I didn’t know how it would fly with the critics. And I decided not to care. And in fact flew. And not only did I get some nice reviews, but really what meant the most to me was hearing from a number of Iraqis, some of whom I knew, many of whom I did not know, who contacted me and said, wow, you really got us, how did you do that? Are you Iraqi?
And you know, my four Ashkenazi grandparents, alehum hashalom, alekum is-salam, would probably throw up their hands in heaven and say, Oy, how did this girl come from our family? But no. I’m not from Iraq or of Iraqi descent, and I get asked it a lot. And I think that I was able to create Nabil by unlocking my doors and taking a chance.

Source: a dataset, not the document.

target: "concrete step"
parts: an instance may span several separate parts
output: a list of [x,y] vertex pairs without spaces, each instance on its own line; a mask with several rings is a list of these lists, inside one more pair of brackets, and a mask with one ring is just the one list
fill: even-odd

We need to unlock the doors, maybe metaphorically, maybe literally. Do I mean never lock you door, or stop thinking completely about defense? No, I don’t mean that. Unlocking doors means – studying Arabic or Farsi, or Turkish or any of the languages of the countries where Muslims live. It means reading more, and with a more open mind. Do you live in a community with a dialogue group? Join it. And next time you go to Israel, maybe set aside time to expand your narrative by going on a tour with a group like Encounter or Ir Amim. Send your students to study, yes, in Israel but maybe elsewhere in the region, maybe try out studying for a semester or a summer in a moderate Arab country like Jordan or Morocco, or go to Istanbul where you can learn Turkish and study Islam, but also feel like you haven’t left the familiar comforts of Europe.
I want to go back to this point of language. How much does language matter? A lot, it turns out. A front page story in Haaretz this Friday had this headline: “Salam starts in school, coexistence program shows.” And here is the first sentence: “Surveys of fifth-grade attitudes to Arabs in 2010 and 2012 revealed growing anti-Arab extremism in the student body. The exception to that trend were students who participated in the Ya Salam program, in which students are taught Arabic at school.”
Where I live, we must contend with fences and walls and barriers and checkpoints – all of which, tragically, make it harder for us to know each other, to unlock our doors. And it will take some major leaps of faith by leaders on both sides, if we are to get somewhere with this peace process. And, if peace comes at all, it will come when we begin to know each other. It’ll come when you know that there are men like Malik Jan in Afghanistan, not just like Bin Laden. And certainly, it will take hearing more voices of women. When you can think of a Muslim and think of my friend Amal in Baghdad, before you think Ahmedinejad, then perhaps you too might begin unlocking your doors and believing that the world can be different.